Hypoxia induces endothelial‑mesenchymal transition in pulmonary vascular remodeling

: It is well established that hypoxia induces epithelial‑mesenchymal transition in vitro and in vivo. However, the role of hypoxia in endothelial‑mesenchymal transition (EndMT), an important process in the pathogenesis of pulmonary hypertension, is not well‑characterized. The present study demonstrated a significant downregulation of the endothelial marker CD31 and its co‑localization with a mesenchymal marker, α‑smooth muscle actin (α‑SMA), in the intimal layer of small pulmonary arteries of rats exposed to chronic hypoxia. These results suggest a possible role of hypoxia in inducing EndMT in vivo. Consistent with these observations, pulmonary microvascular endothelial cells (PMVECs) cultured under hypoxic conditions exhibited a significant decrease in CD31 expression, alongside a marked increase in the expression of α‑SMA and two other mesenchymal markers, collagen (Col) 1A1 and Col3A1. In addition, hypoxia promoted the proliferation and migration of α‑SMA‑expressing mesenchymal‑like cells, but not of PMVECs.
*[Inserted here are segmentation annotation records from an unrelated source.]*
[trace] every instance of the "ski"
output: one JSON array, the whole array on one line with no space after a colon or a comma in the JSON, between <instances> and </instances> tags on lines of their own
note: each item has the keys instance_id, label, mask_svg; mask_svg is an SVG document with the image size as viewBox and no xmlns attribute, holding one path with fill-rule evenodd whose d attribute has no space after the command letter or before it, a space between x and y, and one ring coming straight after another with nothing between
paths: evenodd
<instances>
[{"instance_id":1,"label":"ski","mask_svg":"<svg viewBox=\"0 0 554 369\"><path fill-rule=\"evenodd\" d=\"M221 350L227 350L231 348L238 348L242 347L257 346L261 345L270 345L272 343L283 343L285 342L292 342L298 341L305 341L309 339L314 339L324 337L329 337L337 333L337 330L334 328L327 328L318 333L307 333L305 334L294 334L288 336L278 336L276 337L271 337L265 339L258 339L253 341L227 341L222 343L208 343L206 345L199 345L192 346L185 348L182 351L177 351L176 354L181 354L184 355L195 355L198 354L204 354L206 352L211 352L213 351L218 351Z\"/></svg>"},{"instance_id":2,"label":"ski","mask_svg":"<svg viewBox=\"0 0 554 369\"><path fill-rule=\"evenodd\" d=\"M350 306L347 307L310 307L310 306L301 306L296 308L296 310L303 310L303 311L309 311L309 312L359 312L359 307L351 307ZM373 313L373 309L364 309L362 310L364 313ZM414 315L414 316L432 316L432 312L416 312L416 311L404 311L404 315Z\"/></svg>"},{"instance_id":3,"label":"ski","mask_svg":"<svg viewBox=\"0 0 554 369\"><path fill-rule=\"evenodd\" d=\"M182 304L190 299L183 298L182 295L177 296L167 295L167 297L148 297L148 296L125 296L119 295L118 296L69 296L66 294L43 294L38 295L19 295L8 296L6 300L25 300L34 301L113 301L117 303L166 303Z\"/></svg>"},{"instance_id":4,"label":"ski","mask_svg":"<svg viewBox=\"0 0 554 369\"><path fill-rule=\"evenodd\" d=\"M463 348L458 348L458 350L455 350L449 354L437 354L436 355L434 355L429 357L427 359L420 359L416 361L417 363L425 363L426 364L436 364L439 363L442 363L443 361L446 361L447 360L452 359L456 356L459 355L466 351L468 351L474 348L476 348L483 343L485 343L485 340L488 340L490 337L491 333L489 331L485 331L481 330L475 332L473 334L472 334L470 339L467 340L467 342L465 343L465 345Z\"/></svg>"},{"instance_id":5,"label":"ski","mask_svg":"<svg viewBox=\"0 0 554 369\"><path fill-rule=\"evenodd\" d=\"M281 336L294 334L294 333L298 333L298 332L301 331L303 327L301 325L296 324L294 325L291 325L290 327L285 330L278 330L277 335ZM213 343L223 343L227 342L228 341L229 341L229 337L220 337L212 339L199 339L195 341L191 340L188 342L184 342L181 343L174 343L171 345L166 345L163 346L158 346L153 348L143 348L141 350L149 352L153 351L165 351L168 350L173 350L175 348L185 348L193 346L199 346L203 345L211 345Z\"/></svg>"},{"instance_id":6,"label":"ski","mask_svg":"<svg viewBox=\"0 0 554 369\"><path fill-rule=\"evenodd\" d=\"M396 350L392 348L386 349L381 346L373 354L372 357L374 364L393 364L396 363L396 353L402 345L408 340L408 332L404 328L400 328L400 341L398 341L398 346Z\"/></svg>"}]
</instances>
Of note, knockdown of hypoxia‑inducible factor 1α (HIF‑1α) effectively inhibited hypoxic induction of α‑SMA, Col1A1 and the transcription factor Twist1, while rescuing hypoxic suppression of CD31; these results suggest that HIF‑1α is essential for hypoxia‑induced EndMT and that it serves as an upstream regulator of Twist1. Mechanistically, HIF‑1α was identified to bind to the promoter of the Twist1 gene, thus activating Twist1 transcription and regulating EndMT. Collectively, the present results indicate that the HIF‑1α/Twist1 pathway has a critical role in mediating the effect of hypoxia‑induced EndMT in pulmonary arterial remodeling.